Apart from steel, what are the sectors you are going to invest in?
All the four sectors have potential. In oil and gas, we are in refining and exploration & production. Power is still a portfolio which we need to address fully. Majority of the debt currently there in the rest of the portfolio is in power and because of the problems the sector has faced everybody is in the final stages of addressing them and we are also one of them. Having said that, we still see tremendous potential in the power sector because a lot of the issues that were faced in the past have been addressed.
When it comes to IBC, your offer means full recovery for banks, but the government also wants to send out a message that defaulting promoters will not be spared…
You cannot have a one-size-fits-all policy or rule. Our belief is that there should be a distinction.
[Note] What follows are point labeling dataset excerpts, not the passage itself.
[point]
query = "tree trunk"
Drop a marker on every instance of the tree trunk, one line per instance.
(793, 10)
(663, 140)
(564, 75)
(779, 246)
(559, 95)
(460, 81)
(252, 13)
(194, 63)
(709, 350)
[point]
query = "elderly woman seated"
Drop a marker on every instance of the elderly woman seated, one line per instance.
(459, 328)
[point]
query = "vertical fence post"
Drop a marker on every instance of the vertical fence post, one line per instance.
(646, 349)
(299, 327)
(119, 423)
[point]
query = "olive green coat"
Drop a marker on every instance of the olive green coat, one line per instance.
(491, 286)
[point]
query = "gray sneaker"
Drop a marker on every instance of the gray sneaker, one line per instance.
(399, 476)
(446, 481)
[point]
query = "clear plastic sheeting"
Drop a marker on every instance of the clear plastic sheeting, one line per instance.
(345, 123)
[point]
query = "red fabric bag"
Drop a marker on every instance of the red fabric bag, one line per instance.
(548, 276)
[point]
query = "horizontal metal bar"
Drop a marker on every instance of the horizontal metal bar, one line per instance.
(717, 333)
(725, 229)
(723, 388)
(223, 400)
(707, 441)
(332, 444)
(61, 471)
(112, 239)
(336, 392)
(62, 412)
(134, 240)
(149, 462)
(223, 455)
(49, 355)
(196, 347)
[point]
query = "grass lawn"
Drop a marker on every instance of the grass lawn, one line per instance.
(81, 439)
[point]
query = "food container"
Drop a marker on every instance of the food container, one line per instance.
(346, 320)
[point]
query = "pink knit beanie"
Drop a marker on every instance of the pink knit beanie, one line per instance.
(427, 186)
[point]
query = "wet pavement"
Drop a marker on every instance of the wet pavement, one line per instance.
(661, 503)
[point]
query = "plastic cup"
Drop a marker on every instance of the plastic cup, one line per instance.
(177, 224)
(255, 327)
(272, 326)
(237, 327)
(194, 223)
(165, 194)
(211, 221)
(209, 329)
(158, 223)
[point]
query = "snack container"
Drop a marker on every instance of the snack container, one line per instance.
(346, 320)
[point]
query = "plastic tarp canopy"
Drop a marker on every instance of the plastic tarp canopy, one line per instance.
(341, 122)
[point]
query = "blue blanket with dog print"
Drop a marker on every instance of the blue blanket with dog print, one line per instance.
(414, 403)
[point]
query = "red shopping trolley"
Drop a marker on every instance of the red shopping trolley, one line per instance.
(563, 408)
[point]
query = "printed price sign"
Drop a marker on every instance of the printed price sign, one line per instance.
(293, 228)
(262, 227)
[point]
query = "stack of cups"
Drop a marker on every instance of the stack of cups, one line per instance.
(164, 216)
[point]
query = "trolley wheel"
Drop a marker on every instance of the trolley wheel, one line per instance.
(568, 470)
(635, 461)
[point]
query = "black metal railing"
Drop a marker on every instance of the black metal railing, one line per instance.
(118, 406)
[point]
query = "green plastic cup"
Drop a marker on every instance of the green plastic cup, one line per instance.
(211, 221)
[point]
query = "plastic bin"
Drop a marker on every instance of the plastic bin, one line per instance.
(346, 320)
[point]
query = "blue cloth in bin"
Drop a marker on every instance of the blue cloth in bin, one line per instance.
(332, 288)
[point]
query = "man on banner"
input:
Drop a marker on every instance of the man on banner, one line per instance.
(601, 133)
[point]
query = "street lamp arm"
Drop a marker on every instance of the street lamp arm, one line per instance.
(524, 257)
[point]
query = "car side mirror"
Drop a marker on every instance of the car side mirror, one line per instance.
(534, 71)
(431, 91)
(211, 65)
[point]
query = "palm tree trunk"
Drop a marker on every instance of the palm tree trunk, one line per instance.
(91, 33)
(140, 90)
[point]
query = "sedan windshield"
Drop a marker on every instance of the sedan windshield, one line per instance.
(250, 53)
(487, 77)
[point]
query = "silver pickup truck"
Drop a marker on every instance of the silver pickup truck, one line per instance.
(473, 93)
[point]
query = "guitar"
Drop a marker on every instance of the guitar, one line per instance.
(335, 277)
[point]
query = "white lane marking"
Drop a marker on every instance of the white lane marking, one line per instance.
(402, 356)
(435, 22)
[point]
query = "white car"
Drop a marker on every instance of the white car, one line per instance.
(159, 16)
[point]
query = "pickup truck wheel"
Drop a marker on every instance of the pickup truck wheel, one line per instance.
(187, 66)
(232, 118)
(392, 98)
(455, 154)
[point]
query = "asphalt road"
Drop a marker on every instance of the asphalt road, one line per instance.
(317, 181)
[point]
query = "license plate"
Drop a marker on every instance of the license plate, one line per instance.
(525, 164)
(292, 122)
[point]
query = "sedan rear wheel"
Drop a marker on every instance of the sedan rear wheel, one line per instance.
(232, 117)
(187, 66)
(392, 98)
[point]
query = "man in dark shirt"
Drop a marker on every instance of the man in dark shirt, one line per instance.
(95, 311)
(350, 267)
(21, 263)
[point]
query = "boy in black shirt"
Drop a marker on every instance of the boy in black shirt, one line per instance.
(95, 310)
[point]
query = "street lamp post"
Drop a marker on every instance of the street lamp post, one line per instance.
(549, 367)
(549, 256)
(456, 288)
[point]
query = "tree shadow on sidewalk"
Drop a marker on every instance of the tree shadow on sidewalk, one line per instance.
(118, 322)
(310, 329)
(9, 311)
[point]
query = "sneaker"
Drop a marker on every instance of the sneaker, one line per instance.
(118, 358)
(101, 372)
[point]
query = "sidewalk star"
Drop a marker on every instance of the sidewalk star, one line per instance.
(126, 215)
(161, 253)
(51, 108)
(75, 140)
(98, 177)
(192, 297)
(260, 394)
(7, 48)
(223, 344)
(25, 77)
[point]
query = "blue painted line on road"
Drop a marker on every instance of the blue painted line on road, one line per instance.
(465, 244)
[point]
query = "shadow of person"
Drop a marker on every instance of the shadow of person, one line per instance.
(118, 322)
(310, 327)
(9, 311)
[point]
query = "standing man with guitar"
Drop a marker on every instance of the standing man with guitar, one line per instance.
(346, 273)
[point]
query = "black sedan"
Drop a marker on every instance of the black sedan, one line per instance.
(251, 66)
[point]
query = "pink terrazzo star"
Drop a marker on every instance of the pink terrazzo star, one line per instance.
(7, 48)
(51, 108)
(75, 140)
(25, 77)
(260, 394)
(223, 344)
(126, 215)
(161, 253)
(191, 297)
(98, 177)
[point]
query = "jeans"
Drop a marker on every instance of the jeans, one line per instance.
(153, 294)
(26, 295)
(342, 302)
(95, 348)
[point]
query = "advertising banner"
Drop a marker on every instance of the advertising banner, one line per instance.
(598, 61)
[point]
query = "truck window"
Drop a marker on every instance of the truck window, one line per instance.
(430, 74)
If there has been a promoter who has done something wrong, then obviously the rules for that scenario have to be different.
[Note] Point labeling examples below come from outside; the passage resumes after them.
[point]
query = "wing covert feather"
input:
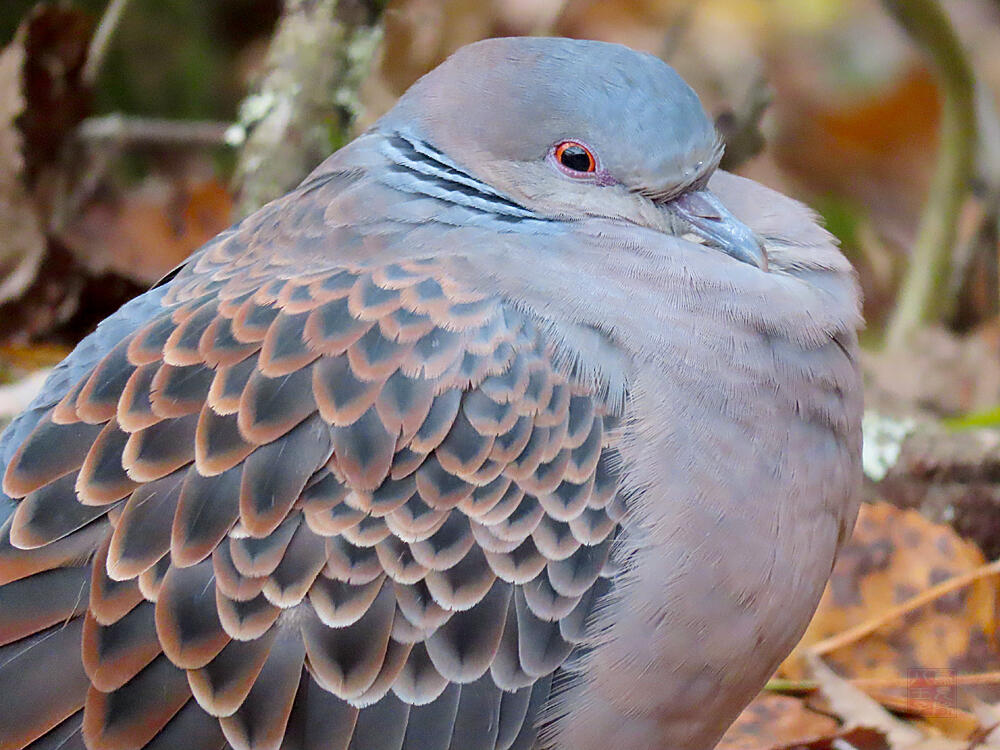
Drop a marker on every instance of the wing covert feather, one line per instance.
(312, 499)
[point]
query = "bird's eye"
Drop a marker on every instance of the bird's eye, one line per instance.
(575, 157)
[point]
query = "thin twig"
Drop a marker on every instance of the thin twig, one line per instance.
(101, 40)
(123, 131)
(922, 296)
(923, 598)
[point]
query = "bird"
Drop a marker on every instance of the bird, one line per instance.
(517, 424)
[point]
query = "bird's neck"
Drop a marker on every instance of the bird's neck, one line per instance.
(734, 520)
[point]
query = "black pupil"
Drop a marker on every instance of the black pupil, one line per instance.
(575, 158)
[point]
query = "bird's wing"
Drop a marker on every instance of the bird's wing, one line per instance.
(309, 504)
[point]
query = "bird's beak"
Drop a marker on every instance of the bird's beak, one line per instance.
(702, 214)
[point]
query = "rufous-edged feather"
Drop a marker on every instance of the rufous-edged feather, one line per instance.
(114, 654)
(187, 622)
(142, 535)
(132, 715)
(347, 660)
(222, 685)
(207, 508)
(463, 647)
(34, 603)
(30, 706)
(259, 723)
(49, 452)
(50, 513)
(247, 619)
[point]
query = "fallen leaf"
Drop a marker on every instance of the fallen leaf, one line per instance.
(23, 240)
(772, 720)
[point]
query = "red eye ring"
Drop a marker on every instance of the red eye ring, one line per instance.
(573, 156)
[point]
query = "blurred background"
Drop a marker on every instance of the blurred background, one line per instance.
(132, 131)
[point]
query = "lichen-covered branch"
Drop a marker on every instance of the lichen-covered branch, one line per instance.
(307, 98)
(922, 298)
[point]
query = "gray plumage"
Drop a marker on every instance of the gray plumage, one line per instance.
(461, 444)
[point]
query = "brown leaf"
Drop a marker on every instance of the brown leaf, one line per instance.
(143, 234)
(772, 720)
(23, 241)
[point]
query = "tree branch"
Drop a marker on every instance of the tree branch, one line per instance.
(922, 296)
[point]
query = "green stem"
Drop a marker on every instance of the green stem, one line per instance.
(922, 298)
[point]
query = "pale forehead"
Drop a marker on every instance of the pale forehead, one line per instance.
(513, 98)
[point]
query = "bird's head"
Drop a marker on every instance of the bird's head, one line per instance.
(573, 129)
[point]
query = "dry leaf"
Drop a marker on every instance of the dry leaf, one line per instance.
(23, 242)
(772, 720)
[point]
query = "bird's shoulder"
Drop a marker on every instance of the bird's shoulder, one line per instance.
(365, 468)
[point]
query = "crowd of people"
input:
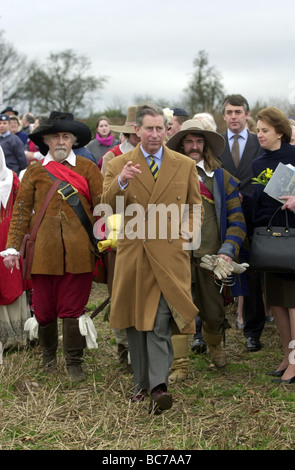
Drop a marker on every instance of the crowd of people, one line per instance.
(183, 179)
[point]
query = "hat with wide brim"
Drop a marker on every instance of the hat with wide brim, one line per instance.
(192, 126)
(60, 122)
(128, 127)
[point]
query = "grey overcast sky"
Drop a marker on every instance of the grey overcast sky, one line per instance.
(148, 47)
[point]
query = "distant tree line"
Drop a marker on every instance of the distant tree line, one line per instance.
(62, 82)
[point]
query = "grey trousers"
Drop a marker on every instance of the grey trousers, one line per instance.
(151, 352)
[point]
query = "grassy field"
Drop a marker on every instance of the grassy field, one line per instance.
(238, 408)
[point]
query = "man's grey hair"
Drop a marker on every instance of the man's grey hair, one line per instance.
(151, 110)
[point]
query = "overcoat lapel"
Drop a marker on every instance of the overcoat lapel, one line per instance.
(168, 169)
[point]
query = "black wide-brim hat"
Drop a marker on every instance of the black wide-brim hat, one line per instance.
(60, 122)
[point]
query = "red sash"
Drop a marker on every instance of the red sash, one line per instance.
(66, 174)
(205, 192)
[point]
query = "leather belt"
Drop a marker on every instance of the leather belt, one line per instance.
(70, 194)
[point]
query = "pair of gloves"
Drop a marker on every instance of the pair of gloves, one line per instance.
(221, 268)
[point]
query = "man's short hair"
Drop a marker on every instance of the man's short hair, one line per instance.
(148, 109)
(236, 100)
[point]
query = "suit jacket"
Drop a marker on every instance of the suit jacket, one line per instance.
(148, 266)
(244, 170)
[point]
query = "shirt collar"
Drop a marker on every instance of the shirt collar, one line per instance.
(71, 159)
(200, 164)
(158, 155)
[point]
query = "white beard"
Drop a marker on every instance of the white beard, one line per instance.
(60, 154)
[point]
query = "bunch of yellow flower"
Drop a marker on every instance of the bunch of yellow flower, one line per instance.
(264, 177)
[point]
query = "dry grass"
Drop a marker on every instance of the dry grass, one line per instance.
(238, 408)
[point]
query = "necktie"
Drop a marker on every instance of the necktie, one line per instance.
(154, 167)
(236, 150)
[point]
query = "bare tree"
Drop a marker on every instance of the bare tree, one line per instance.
(12, 71)
(205, 91)
(62, 83)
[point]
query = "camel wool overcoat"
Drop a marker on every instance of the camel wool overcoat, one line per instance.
(147, 266)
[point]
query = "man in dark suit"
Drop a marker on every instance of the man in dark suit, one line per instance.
(237, 159)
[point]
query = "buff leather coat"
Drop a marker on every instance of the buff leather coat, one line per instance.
(62, 243)
(147, 267)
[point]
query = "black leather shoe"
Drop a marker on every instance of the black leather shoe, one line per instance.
(276, 373)
(253, 344)
(138, 395)
(199, 346)
(161, 400)
(284, 381)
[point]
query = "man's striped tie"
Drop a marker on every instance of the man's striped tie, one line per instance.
(154, 167)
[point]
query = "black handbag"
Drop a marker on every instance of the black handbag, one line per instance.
(273, 248)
But if it’s just a business decision that has failed, then we should not talk about punishment there. If you are doing a business, there is no guarantee that you are going to have success all the time. India is trying to promote a huge startup culture and there are going to be failures. Also, if a business requires restructuring, it’s not necessarily a bad thing. It happened with the steel industry in 1999 and private steel companies were restructured and all of them recovered once the market corrected and they repaid all the facilities to the banks. In the global world also, there is no restriction on existing promoters from participating in the process or in the restructuring.
Over the past 7-8 years, apart from the IBC process, there was the CBI case and it has been a difficult period for the promoter family. What has that taught you?
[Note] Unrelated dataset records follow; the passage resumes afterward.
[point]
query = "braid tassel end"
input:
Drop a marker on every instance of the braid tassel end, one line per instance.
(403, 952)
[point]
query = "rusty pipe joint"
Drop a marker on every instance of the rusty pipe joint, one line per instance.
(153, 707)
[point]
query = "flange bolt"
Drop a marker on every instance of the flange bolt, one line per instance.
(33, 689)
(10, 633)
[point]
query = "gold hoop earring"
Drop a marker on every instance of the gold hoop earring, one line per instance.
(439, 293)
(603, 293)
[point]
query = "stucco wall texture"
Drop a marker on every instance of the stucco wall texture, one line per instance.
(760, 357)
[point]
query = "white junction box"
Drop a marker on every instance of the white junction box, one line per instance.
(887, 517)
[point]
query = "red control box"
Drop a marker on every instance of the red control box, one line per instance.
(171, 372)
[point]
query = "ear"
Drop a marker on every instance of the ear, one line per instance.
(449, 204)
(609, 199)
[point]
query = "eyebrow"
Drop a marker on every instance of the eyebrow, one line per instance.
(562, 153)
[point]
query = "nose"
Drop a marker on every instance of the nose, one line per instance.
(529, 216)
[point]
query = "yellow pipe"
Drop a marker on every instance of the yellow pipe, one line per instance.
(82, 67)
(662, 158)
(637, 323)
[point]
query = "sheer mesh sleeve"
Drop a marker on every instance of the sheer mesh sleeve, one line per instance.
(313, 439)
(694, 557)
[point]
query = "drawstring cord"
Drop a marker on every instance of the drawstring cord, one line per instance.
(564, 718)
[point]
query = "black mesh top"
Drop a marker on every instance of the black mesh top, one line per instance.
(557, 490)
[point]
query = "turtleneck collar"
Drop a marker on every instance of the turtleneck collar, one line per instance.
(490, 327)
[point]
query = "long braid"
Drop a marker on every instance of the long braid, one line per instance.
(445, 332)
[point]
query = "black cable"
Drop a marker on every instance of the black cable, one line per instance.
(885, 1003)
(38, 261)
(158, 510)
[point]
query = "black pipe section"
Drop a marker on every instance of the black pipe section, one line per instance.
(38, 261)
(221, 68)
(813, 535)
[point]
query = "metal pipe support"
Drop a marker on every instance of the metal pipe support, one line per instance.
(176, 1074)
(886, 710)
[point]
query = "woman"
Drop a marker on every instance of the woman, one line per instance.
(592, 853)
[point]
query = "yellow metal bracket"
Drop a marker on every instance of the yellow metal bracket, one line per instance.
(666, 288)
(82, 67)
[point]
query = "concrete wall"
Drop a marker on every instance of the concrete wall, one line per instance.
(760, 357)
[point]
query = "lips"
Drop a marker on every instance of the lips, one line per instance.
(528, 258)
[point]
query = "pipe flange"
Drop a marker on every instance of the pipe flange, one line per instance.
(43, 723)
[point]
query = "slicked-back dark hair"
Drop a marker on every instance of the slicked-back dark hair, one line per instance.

The CBI case personally affected the family and we are happy that at the end of it our bona fide was confirmed by the court. As far as the business goes, it was a difficult period but I guess you have to be a little conservative in your thought process going forward. Some of the assumptions made earlier have turned out to be untrue and need to be calibrated. Other than that, it is not the first downturn we have had in the group and it is not going to be a smooth one-way sail, and not in an emerging market like India. Also, I believe that as the regulatory and judicial framework is getting clearer, businesses may not face the same kind of issues that people have faced in the past 5-7 years.
Why do you say that?
Because you are finding longterm solutions to regulatory problems. Things like cancellation of coal mining licences are not going to happen in the future because there will be a public auction, etc. Processes like land acquisition and environmental processes will be much less problematic because of the public processes put in place.
Do you see banks getting more comfortable now that you have deleveraged the group businesses?
I don’t think the deleveraging was because of the Indian banks. From a banking perspective, they pretty much have had a full recovery on all the assets that got de-levered, be it Essar Oil or Essar Global. The question is on us, how we look at leverage in a much more conservative way going forward.